Given the large number of claims, pending legal proceedings, and political uncertainty, a formal debt restructuring is expected to be particularly complex and time-consuming. One solution could be based on an IMF program, which would set fiscal targets and debt sustainability parameters. However, Venezuela has not undergone an annual consultation with the Fund in nearly two decades and remains excluded from its financing. An additional obstacle is the American sanctions. Since 2017, restrictions imposed by both Republican and Democratic administrations have drastically limited Venezuela's ability to issue or restructure debt without special licenses from the US Treasury Department. The future of the sanctions remains unclear. For now, Donald Trump has stated that the US will "run" the country, which possesses some of the largest oil reserves in the world.
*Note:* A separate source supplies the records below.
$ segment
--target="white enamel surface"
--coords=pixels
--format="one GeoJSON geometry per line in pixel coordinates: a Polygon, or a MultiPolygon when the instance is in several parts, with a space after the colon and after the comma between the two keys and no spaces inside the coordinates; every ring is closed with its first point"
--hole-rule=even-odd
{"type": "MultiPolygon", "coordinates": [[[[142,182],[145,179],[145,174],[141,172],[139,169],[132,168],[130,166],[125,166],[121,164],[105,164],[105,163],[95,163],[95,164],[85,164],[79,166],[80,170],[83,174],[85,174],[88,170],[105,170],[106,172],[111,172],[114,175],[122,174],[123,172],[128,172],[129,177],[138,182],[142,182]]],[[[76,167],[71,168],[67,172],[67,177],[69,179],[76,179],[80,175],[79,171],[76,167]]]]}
What are the recovery rates?
Venezuelan bonds recorded a total return of about 95% in 2025 at the index level. Today they are trading between 27 and 32 cents on the dollar of face value, according to data from MarketAxess. Analysts at Citigroup estimated in November that a principal "haircut" of at least 50% would be required to restore debt sustainability and satisfy potential IMF conditions. In Citi's base-case scenario, Venezuela could offer creditors a 20-year bond with an interest rate of about 4.4%, as well as a 10-year zero-coupon bond to compensate for overdue interest. With an exit yield of 11%, the net present value of the package is estimated in the mid-40s cents on the dollar, with a potential rise toward the high 40s if additional contingent instruments, such as oil-linked warrants, are added. Other investors appear more cautious. Aberdeen Investments estimated in September that recoveries would initially hover around 25 cents on the dollar, but improved political conditions and easing of sanctions could raise the rate to the low-to-mid 30s cents, depending on the deal structure.
What is the country's economic situation?
These estimates are based on an extremely unfavorable economic environment. The economy of Venezuela collapsed after 2013, when oil production decreased dramatically, inflation skyrocketed, and poverty increased rapidly. Although production has partially stabilized, lower international oil prices and discounts on Venezuelan crude limit revenues, leaving little room for debt servicing without deep restructuring. The recent American interception of tankers carrying oil under a sanctions regime further worsened the situation. Trump has stated that American oil companies are ready to take on the difficult task of restarting and restoring production in Venezuela; however, details and timelines remain vague. For now, Chevron is the only major American company operating in the country's oil fields.